The actual discussion doesn’t flow quite this smoothly and efficiently, of course; a fair number of less interesting, or less defensible, or less comprehensible assertions are made, and I do a little prompting and steering to bring out some of these points. Nevertheless, I’ve accomplished three very important tasks: We’ve compared and contrasted gravity, the electrostatic force, and the magnetic force, and the roles that mass, charge, and magnetism play within those; I’ve engaged the students in creative, open-ended thinking to apply abstract physics ideas to real-world (okay, comic-book-world) things; and I’ve gotten the students to enjoy physics class.
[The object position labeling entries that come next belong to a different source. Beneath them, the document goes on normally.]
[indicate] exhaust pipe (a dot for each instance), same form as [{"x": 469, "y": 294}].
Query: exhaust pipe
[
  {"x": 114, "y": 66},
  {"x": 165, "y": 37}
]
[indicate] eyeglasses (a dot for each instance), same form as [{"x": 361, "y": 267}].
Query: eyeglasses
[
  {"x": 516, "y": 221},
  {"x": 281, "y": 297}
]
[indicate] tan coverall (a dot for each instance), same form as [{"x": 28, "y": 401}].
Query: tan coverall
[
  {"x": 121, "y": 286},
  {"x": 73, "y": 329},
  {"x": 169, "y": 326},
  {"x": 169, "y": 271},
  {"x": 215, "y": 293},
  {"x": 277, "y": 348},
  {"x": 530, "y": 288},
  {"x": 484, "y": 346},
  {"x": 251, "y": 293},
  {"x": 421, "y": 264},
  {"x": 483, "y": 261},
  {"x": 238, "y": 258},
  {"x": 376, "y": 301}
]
Triple score!
This one question nicely instantiates all four principles of Technology-Enhanced Formative Assessment (TEFA):
- Motivate and focus student learning with question-driven instruction (QDI);
- Develop students’ understanding and scientific fluency with dialogical discourse (DD);
- Inform and adjust teaching and learning decisions with formative assessment (FA); and
- Help students develop metacognitive skills and cooperate in the learning process with meta-level communication (MLC).
For more about TEFA (probably far, far more than you really want to know), see Beatty & Gerace (2009), Technology-Enhanced Formative Assessment: A research-based pedagogy for teaching science with classroom response systems, Journal of Science Education and Technology 18(2):146-162.
BTW, my inspiration for this question was a biology question by Cathy Wanat of Northampton (MA) High School (since retired). It showed a photograph of a long buffet table loaded with different food dishes, with lines of people moving along both sides as they added food to their plates. The question was “Which of the following is most like this picture?”, and the answer choices were various parts of the digestive system: mouth, esophagus, stomach, small intestine, etc. She said the resulting class discussion was mind-blowing. Thanks, Cathy!

I love this question—definitely a great use of TEFA. What I like too is that this makes it clear to teachers looking at this question that the goal is obviously not getting the “right” answer, but rather to encourage thoughtful discussion and sharing.
Thanks for sharing this, Ian. This is a great question, and I appreciated how you explained how it played out in the class. Great stuff!
Hey, Derek. I think there’s a real need for extended narratives of and commentaries on clicker Qs. It’s hard to understand someone else’s Q or use it effectively without that kind of insight. Also, it helps people learn about different “flavors” of clicker use.